The retrieval index is a searchable layer - vector plus keyword - that sits beside your memory files. The agent can query it with memory_search to find relevant context from past sessions. This only works if information was written to files first.

Three failure modes

When your agent "forgets" something, it's always one of three things.

Failure A: "It was never stored." The instruction only existed in conversation. It was never written to a file. When compaction fires or a new session starts, it's gone. This is what happened to Summer Yue. By far the most common cause.
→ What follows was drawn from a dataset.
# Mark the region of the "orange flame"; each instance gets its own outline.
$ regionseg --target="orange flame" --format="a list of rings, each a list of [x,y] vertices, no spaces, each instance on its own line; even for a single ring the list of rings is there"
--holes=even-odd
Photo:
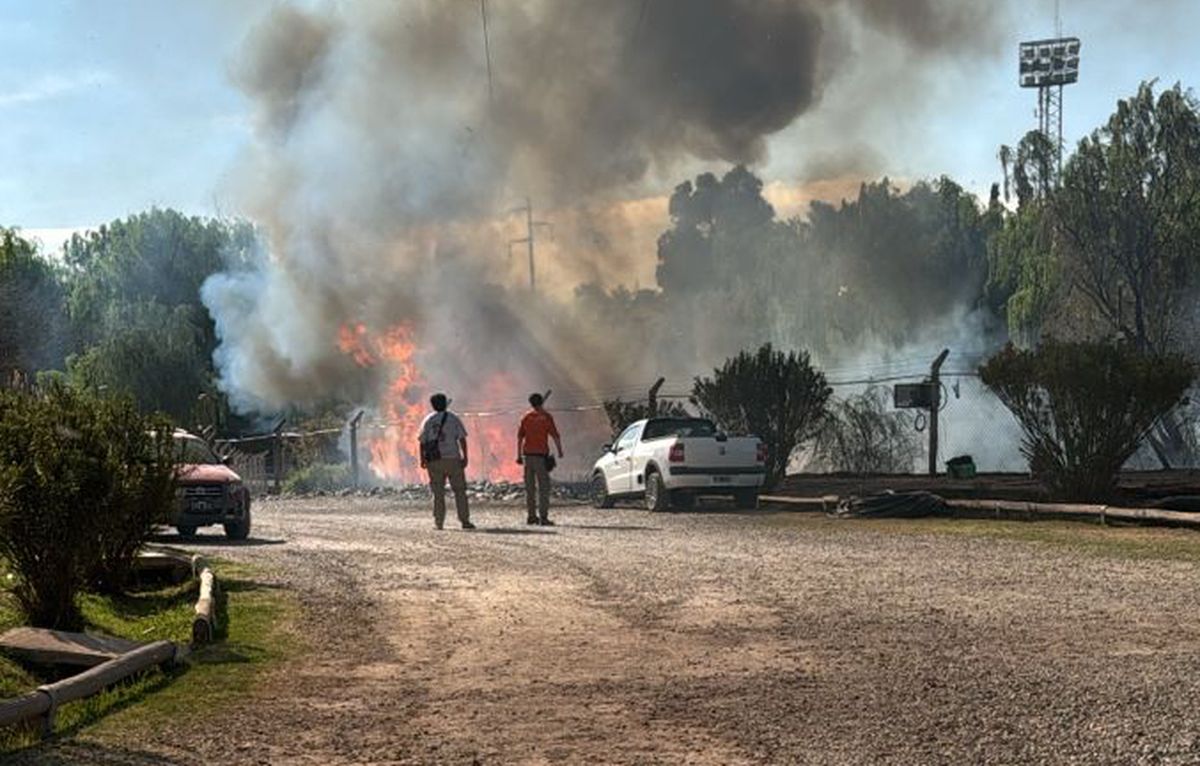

Failure B: "Compaction changed what's in context." A long session hit the token limit. Compaction summarized older messages. The summary is lossy: it dropped details, nuance, specific constraints. The agent now operates from the summary, not your original words.

Failure C: "Session pruning trimmed tool results." Tool outputs (file reads, browser results, API responses) were trimmed by session pruning to optimize caching. The agent "forgets" what a tool returned earlier. This is temporary; the on-disk transcript isn't changed. But the model can't see the old tool output for this request.

Quick diagnostic:

Forgot a preference? Probably never written to MEMORY.md (Failure A)
Forgot what a tool returned? Likely pruning (Failure C)
Forgot the whole conversation thread? Compaction or session reset (Failure B)

Compaction vs pruning

Most guides - and most users - mix up compaction and pruning. They're completely different systems.

Compaction rewrites history (lossy, permanent) vs Pruning trims tool results only (lossless, temporary)

Compaction summarizes your entire conversation history into a compact summary. It changes what the model sees going forward. It's triggered when the context window fills. It affects everything: user messages, assistant messages, tool calls. And it's reactive, firing when overflow is about to happen, not ahead of time. Lossy. Permanent.

Pruning trims old tool results in-memory, per-request only. The on-disk session history is untouched. It only affects toolResult messages; user and assistant messages are never modified. It never touches images in tool results. Lossless. Temporary.

Pruning is your friend. It reduces bloat without destroying conversation context. Compaction is the dangerous one because it changes what the model sees.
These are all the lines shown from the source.